Seroquel, like other antipsychotics, is an extraordinarily dangerous drug. The FDA has issued a “black box” warning that its use greatly increases the risk of death for elders with dementia. Notwithstanding repeated FDA warnings that the drugs are not approved for this use and have deadly consequences, doctors and nursing homes continue to use Seroquel and other antipsychotic drugs to sedate and subdue hundreds of thousands of U.S. nursing home residents.
AstraZeneca is the fourth giant drug company to pay huge fines for illegally marketing antipsychotic drugs. In January 2009, Eli Lilly paid $1.4 billion for illegal marketing of the antipsychotic Zyprexa. In September 2009, Pfizer paid $2.3 billion due to illegal promotions of several drugs, including its antipsychotic drug, Geodon. Bristol-Myers Squibb paid $515 million for marketing abuses involving its antipsychotic drug Abilify in September 2007.

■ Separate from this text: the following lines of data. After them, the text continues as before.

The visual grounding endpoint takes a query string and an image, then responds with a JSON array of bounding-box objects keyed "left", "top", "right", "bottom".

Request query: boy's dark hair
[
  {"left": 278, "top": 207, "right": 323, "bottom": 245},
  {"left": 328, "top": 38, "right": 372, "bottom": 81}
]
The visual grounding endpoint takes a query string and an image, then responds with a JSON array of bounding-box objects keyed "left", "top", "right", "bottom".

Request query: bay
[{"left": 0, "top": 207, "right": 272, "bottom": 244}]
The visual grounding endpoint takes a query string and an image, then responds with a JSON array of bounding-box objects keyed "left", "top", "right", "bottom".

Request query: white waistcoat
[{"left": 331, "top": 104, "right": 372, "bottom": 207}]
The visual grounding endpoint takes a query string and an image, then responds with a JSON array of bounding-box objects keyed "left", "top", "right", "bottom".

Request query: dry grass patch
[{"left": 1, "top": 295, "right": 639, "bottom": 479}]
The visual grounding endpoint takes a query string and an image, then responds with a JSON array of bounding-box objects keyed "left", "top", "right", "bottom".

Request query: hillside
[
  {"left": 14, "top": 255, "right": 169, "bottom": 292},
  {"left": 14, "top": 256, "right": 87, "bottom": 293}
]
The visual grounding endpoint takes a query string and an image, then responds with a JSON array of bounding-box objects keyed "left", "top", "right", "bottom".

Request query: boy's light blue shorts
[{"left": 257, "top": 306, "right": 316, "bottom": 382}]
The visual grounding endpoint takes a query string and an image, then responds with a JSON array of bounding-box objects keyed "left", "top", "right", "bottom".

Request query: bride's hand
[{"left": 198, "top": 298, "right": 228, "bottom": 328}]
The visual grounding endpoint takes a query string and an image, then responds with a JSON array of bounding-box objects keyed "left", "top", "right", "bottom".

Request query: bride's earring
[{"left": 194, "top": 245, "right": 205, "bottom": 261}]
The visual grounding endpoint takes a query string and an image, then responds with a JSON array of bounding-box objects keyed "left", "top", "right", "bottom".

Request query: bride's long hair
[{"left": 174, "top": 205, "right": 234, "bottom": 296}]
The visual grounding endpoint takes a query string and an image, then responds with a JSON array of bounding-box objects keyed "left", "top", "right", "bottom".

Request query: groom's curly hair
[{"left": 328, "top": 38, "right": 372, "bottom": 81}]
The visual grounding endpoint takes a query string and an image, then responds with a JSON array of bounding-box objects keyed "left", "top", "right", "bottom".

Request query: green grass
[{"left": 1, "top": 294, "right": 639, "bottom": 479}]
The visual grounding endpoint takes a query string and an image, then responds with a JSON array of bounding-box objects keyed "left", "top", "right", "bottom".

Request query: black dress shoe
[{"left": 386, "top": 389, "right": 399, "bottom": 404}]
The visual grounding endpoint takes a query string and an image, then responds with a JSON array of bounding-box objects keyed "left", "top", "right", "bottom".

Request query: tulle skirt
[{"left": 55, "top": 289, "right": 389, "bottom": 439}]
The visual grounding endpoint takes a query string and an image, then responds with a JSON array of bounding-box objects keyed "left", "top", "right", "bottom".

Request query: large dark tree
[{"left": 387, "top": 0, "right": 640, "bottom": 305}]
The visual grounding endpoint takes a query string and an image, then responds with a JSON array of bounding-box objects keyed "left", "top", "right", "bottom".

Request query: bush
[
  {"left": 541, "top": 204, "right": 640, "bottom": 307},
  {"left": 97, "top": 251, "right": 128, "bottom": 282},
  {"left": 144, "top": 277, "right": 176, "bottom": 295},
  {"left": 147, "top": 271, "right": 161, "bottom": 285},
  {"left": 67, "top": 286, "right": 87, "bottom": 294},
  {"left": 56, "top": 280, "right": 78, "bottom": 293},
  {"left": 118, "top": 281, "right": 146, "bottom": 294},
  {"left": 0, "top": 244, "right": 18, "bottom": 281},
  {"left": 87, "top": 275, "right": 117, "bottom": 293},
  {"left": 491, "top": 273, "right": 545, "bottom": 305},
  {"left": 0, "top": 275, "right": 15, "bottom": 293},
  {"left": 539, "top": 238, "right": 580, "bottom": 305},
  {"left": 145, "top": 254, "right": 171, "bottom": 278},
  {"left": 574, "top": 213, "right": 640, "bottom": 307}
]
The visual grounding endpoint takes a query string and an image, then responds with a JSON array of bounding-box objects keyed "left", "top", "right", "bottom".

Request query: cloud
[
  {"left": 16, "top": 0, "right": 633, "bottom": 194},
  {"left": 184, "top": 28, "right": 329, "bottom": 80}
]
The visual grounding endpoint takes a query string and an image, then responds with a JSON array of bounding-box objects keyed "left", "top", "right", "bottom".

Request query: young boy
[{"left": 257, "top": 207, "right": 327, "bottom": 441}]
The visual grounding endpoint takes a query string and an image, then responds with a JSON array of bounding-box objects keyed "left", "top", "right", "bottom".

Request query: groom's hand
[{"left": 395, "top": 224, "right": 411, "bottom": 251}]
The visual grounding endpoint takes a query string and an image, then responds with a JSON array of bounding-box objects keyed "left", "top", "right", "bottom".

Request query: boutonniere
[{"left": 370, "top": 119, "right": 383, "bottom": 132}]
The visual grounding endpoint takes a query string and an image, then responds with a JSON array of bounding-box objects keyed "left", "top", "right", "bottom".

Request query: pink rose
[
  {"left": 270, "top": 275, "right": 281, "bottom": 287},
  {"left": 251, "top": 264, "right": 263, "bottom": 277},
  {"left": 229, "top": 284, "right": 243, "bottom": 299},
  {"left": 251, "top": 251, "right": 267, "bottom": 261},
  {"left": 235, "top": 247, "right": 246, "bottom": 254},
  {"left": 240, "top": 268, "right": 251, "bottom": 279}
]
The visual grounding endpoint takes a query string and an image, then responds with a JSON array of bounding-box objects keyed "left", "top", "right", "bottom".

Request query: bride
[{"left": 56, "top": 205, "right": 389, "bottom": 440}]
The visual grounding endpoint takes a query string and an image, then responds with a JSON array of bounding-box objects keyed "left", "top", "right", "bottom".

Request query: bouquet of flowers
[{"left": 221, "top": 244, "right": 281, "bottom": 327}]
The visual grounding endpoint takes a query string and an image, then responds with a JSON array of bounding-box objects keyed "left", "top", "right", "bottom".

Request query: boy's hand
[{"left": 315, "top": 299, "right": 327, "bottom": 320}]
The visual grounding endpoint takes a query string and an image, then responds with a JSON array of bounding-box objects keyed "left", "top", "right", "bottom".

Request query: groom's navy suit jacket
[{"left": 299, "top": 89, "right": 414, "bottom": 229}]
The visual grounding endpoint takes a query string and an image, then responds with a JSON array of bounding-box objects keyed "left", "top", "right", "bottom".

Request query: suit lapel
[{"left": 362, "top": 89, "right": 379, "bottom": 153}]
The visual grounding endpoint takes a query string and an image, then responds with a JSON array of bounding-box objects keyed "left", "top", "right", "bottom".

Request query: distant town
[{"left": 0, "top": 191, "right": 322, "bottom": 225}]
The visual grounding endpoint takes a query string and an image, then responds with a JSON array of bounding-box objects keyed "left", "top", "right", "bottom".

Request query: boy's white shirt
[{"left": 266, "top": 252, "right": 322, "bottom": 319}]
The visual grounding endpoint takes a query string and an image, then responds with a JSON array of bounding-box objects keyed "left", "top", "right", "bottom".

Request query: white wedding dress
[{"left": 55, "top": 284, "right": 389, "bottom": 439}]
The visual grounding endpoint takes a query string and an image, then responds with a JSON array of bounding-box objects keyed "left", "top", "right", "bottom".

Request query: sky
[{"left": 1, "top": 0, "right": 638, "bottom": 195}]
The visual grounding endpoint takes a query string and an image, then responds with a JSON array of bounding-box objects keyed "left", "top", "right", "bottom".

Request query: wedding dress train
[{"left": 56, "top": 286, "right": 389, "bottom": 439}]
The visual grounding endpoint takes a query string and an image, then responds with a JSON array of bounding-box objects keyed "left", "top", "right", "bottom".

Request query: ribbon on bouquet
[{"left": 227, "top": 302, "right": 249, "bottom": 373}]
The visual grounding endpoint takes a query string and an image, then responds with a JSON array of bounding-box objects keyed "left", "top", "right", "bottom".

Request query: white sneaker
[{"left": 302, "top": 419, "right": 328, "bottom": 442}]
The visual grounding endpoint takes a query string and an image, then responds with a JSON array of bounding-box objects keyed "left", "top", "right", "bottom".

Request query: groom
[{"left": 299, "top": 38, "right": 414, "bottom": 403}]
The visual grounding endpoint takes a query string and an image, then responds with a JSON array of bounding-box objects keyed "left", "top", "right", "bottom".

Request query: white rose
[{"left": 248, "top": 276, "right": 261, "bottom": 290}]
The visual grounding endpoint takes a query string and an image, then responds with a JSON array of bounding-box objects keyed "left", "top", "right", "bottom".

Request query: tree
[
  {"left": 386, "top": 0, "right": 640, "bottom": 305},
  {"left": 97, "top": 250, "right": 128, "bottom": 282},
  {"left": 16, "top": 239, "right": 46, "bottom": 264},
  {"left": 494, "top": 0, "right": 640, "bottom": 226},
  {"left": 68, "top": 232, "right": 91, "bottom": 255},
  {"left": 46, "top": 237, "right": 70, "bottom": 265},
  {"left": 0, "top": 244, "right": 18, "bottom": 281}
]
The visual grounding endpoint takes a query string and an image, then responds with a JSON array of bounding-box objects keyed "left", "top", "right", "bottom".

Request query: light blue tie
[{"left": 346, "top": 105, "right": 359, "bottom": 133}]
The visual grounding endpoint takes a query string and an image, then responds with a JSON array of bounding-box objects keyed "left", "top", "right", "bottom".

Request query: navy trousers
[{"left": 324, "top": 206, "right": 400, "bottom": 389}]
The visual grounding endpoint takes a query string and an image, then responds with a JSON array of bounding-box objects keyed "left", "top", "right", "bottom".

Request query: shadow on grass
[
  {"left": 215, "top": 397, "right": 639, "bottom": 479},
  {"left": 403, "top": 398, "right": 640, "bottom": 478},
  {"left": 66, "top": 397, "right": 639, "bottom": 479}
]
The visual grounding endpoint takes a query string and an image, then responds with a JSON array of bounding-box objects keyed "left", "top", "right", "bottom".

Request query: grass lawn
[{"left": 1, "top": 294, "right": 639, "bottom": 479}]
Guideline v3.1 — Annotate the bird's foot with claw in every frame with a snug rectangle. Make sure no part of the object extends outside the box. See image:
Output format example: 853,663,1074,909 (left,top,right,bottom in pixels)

The drug czars have taken the large fines in stride, seemingly writing them off as the cost of getting ahead in the drug trade. Antipsychotics are now the nation’s top-selling drug category with nearly $15 billion in annual sales, most of it paid by government programs. This is a remarkable development because only a tiny percent of the population suffers from schizophrenia, the condition antipsychotics are designed to treat. Their best selling status was achieved through enormously successful (and illegal) campaigns to persuade or bribe doctors to prescribe these drugs for unapproved purposes. To date, the Department of Justice actions have not deterred the epidemic misuse of these drugs in nursing homes.
Waiting in the wings is Johnson & Johnson, whose Risperdal is one of the most commonly prescribed antipysychotics used to drug nursing home residents. In January 2010, the U.S. Department of Justice sued Johnson & Johnson for illegally marketing Risperdal. J&J is accused of paying tens of millions of dollars in kickbacks to Omnicare, the nation’s largest long-term care pharmacy, to induce it and its pharmacists to recommend Risperdal for nursing home residents who have dementia.